In 1856 Meisels became rabbi of Warsaw (in the Russian-ruled sector of Poland), where he soon won the respect and confidence of the entire population. In 1861, during the riots and excesses that preceded the January 1863 Uprising, he did all in his power to induce the Jews to sympathize with the Polish cause. He accompanied the Archbishop of Warsaw at the funeral of victims of the first disturbances and marched with Father Wyszyński at the head of a delegation to city hall. Later he was appointed by the Russian vice-regent a member of Warsaw's provisional municipal council; but he remained loyal to the Polish patriotic cause, which likely protected Warsaw's Jewish population by improving their relations with the Polish community.

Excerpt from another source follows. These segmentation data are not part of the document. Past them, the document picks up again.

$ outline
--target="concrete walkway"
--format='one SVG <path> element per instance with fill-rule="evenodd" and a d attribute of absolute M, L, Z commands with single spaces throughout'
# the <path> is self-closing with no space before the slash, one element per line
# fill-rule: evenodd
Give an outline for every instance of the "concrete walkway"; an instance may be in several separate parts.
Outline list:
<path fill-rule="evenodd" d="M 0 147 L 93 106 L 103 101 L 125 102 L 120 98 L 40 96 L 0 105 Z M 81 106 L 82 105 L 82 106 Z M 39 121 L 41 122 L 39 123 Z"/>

For his support of Polish demonstrators, in 1861 he was arrested by the Russians and expelled from the city. Meisels was invited to settle in London; but in 1862 he was permitted to return to Warsaw, where he remained until his death. Meisels actively aided the Polish January 1863 Uprising, supporting it in his speeches and organizing financial aid for the insurgents. For this he was again expelled by the Russian authorities, this time for several years. After his return, he would be under constant supervision by the Russians.

He died in Warsaw on 17 March 1870. After his funeral, which turned into a large Polish-Jewish anti-Russian demonstration, the Russian government forbade obituaries of him to be printed.

Meisels was the author of novellæ on the Sefer ha-Miẓwot of Maimonides, which appeared together with the text as Ḥiddushe MaHaRDaM. One of his sons, Israel Meisels, was dayyan in Kraków and rabbi of Siedlce, Poland, from 1858 to 1867. A second son, Salomon Meisels, lived in Vienna.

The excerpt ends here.